This pilot gives early positive signals on how physicians perceive an agentic AI clinical assistant, but the results rest on subjective reports from a small single-arm study. The key point is that 29 doctors and students in Portugal tried DR. INFO for five days and rated it highly for time saving and decision support. The scores stayed consistent day to day, and the net promoter score among those who answered the final survey was high. What stands out is the new data from this Portuguese multi-specialty group on this particular tool. The daily Likert tracking, bootstrap confidence intervals, and sensitivity analysis for the 45 percent non-response rate show careful handling of a feasibility dataset. The soft spots sit in the methods. There are no objective time measurements, no audit of answer accuracy, and no control arm. Self-reports can be influenced by novelty or the desire to please, so the claimed efficiency gains remain unverified. The authors note this and call for larger controlled trials. This paper will interest teams running early pilots of clinical AI systems. It offers a practical example of survey design and conservative stats for similar work. Readers seeking proof of real-world impact on burnout or error rates will find it too preliminary. I recommend sending it for peer review. The limitations are stated plainly, the analysis is transparent, and the contribution is a modest but real addition to the perception data on these tools.

Referee Report

3 major / 1 minor

Summary. The manuscript reports results from a prospective single-arm pilot feasibility study in which 29 physicians and medical students across specialties used the DR. INFO v1.0 agentic AI clinical assistant for five working days. Daily Likert-scale ratings indicated high perceived time saving (mean 4.27/5, 95% CI 3.97-4.57) and decision support (mean 4.16/5, 95% CI 3.86-4.45), with ratings stable over the study period. Among the 16 participants completing the final evaluation, the Net Promoter Score was 81.2 (sensitivity analysis: 44.8 under conservative non-response assumptions). The authors conclude that these positive perceptions support further evaluation in larger controlled trials incorporating objective performance measures.

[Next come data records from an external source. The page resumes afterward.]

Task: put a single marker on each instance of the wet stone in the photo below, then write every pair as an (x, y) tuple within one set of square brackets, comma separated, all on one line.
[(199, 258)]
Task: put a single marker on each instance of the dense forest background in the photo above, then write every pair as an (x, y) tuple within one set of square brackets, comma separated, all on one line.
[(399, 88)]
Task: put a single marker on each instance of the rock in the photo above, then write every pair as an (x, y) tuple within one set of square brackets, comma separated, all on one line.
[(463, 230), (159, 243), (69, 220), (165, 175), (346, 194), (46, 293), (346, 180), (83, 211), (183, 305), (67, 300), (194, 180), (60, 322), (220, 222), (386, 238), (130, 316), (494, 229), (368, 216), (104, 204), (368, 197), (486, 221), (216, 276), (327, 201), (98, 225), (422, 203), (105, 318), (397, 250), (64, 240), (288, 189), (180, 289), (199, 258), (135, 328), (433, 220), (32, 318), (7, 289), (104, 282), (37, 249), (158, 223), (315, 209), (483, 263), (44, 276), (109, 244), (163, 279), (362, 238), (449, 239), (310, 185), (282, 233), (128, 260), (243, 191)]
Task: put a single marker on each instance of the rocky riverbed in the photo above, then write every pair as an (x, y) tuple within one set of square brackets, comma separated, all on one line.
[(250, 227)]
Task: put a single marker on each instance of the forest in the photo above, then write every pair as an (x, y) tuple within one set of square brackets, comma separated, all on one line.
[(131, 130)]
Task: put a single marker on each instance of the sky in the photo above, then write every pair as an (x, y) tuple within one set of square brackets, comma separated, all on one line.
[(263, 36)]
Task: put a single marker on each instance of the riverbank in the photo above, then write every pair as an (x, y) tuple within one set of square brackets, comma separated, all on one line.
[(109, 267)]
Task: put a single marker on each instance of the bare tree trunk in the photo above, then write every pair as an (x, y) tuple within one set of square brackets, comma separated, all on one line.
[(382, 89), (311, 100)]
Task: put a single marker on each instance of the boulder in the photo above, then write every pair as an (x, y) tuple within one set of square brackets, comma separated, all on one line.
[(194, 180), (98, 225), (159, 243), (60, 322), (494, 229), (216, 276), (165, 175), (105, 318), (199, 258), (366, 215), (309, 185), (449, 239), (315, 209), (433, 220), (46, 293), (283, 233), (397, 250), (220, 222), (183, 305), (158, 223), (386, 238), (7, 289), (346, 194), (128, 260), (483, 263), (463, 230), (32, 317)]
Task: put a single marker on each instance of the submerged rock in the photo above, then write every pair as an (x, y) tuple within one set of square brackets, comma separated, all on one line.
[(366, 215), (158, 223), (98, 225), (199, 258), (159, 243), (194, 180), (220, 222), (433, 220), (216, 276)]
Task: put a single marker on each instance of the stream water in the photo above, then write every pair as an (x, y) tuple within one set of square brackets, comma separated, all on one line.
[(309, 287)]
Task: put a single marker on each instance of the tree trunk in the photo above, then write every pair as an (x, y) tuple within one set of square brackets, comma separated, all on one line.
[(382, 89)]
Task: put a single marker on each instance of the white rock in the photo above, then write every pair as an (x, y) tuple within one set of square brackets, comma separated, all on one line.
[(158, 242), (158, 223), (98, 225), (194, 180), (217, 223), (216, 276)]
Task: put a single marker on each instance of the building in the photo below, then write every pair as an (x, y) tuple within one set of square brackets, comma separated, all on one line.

Significance. If the subjective perceptions track actual clinical experience, the work provides early evidence that agentic AI tools can address documentation burden and support decision-making, a high-impact area given that administrative tasks consume over half of physicians' time. The study is notable for its multi-specialty sample and use of non-parametric statistics with bootstrap CIs, but the lack of objective validation means its primary contribution is hypothesis generation and feasibility demonstration rather than definitive proof of efficiency gains.

major comments (3)

[Methodology] Methodology section: The single-arm design without a control group, timed task logs, or independent accuracy verification against source documents leaves the reported time-saving and decision-support means vulnerable to novelty bias and social-desirability effects; this directly limits the strength of the efficiency claims in the Results.
[Results] Results section: With only 55% completion of the final NPS evaluation, the sensitivity analysis correctly shows the drop to 44.8, yet the manuscript does not quantify how non-response may have biased the daily Likert stability findings or the overall perceived-value interpretation.
[Abstract and Conclusions] Abstract and Conclusions: Framing the study as evaluating 'time efficiency' and 'clinical decision support' risks overstating subjective Likert data as evidence of objective gains; the text should more explicitly tie all claims to the self-report nature of the measures.

minor comments (1)

[Methods] Methods: The exact schedule of daily Likert administrations (e.g., end-of-day vs. per-task) is not specified, which would aid reproducibility and interpretation of the five-day stability analysis.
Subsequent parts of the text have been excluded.